So, I read the articles, I look at the fashion pages and pretend like I have an inkling about how to put a stylish outfit together, and read all the ‘true life’ stuff. 

But something that I skip over because it makes me a bit ragey? Anything that tells me how to ‘shop my shape’, or what kind of styles/clothes people with certain body types should be wearing. 

First of all, from what I’ve seen, most magazines offer basic body types: apple, pear, boy-ish, or athletic. So to begin with, only the fourth one of those descriptions sounds flattering. If you’re not athletic, you’re being compared to a fruit or you’re told that you resemble the opposite sex. Non particularly sexy-sounding. And somehow, I doubt they’re able to encompass every female body type in four different varieties.

I’m annoyed with them because I don’t think I (or the vast majority of women) fit in ANY of them straight-up. I don’t really have hips to speak of, which puts me in the ‘boyish’ category, my shoulders have gotten broader in the last year, which falls under the ‘athletic’ category, but I naturally put weight on in my stomach, which makes me an ‘apple’. See the frustration there? It doesn’t help that the models these features tend to showcase look almost EXACTLY alike – or they actually use the same model to show each piece. Cue more confusion.

Body shape

I mean, who looks EXACTLY like one one of these prototypes? (img source)

I’ve also noticed that the emphasis in these articles is on how to ‘hide’ certain aspects associated with that body type. 

Apple shape? Wear a tankini to the beach to hide the belly pooch!

Athletic? Wear ruffles to soften your muscle-y look.

Boyish? Wear jeans that add ‘dimension’.

It’ all has a bit of negative connotation, doesn’t it? How to hide certain elements of your ‘body type’. 

When I did read these articles, I would associate my body type with an ‘apple’. So the tips I got all emphasized hiding your belly. I’d look at that and think “oh shit…there goes all my bikinis, low rise jeans, and anything else that doesn’t zip up to under my bellybutton. I can’t let anyone see that my stomach has a bit of a roundness to it!” After thinking that for years, I’m at the point where my attitude is ‘fuck it.’ I wear bikinis and low rise jeans – because I LIKE them. My wardrobe contains bits of everything that makes me feel good.

Beautiful

(source)

So no, I don’t shop for my body type. I hate being told to do so. I ignore it, and go for what I think looks pretty on the rack and looks pretty on me. I don’t focus on what body parts to hide or disguise away, and instead focus on emphasizing what I love about myself. I think my current attitude reflects the work I’ve put into in repairing my body image over the last few years – instead of looking in the mirror and focusing on what I need to cover up or try to disguise, I just immediately turn to what I like and like to emphasize.

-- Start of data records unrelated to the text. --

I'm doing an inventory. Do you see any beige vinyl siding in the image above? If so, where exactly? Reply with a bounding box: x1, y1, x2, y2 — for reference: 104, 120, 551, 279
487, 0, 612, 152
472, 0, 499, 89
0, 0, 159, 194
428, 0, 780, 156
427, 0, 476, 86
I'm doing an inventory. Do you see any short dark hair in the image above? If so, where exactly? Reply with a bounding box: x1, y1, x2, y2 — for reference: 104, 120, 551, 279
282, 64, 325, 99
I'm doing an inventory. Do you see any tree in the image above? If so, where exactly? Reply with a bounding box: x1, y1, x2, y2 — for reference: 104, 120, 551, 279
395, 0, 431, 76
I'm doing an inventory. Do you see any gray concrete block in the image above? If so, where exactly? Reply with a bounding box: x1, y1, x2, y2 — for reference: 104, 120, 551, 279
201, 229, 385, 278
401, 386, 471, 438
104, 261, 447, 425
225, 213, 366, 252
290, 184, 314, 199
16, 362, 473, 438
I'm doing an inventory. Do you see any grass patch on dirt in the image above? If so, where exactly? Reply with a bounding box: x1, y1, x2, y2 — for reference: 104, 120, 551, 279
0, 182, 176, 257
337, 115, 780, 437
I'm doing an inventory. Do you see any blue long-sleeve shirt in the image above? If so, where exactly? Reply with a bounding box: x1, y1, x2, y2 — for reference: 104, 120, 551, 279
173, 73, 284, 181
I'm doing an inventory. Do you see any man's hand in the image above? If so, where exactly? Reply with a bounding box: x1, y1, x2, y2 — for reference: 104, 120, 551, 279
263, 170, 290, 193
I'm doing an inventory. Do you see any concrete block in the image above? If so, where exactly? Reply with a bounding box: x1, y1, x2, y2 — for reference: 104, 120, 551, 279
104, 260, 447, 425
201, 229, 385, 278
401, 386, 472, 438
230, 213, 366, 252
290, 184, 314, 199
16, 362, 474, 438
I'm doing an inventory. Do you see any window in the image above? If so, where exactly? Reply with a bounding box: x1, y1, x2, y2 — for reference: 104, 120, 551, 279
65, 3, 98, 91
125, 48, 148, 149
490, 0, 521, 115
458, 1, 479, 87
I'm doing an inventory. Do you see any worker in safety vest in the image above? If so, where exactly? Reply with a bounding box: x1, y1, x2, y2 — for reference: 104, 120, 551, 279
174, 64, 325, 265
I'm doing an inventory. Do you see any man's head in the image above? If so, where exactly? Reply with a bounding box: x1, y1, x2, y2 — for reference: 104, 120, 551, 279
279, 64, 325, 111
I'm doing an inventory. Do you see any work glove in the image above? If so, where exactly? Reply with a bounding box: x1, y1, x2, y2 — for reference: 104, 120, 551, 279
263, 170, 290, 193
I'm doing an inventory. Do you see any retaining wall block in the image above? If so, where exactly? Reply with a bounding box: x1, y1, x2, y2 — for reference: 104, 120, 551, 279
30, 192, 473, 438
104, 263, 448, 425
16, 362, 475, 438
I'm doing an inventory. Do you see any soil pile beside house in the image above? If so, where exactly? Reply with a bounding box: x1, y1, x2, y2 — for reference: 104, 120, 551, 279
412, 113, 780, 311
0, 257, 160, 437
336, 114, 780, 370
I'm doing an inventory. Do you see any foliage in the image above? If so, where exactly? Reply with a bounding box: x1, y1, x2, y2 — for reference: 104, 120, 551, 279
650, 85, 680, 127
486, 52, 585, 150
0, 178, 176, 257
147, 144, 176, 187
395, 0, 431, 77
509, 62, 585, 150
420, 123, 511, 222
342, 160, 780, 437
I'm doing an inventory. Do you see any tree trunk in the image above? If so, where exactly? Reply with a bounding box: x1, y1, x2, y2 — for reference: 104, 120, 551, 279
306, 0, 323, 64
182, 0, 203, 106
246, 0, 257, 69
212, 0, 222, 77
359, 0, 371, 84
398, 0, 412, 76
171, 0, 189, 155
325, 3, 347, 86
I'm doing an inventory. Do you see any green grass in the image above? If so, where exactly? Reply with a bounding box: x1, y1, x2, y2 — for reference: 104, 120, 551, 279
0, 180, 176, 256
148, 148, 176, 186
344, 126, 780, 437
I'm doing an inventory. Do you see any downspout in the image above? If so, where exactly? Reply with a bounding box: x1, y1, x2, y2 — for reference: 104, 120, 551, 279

I’m all for buying what you think you look best in. If you want to wear a bikini, then wear one – even if a magazine tells you that you should be wearing a one piece. Wear what YOU think looks flattering. I fully believe that confidence makes an outfit or a style, or a look – if you think you look awesome, other people with recognize and respect that.

So wear what you feel comfortable in, no matter what. Wear the bikini, wear the shorts or the tank top – whatever you want to do, go for it. We’re all gorgeous, so if you want to show it off, then go for it!

Sweet Bodies

(img source)

Have a great Tuesday!

<— How do you feel about being told to ‘shop for your shape?’

<— Do you think you fit into one of the ‘typical’ categories for body shape?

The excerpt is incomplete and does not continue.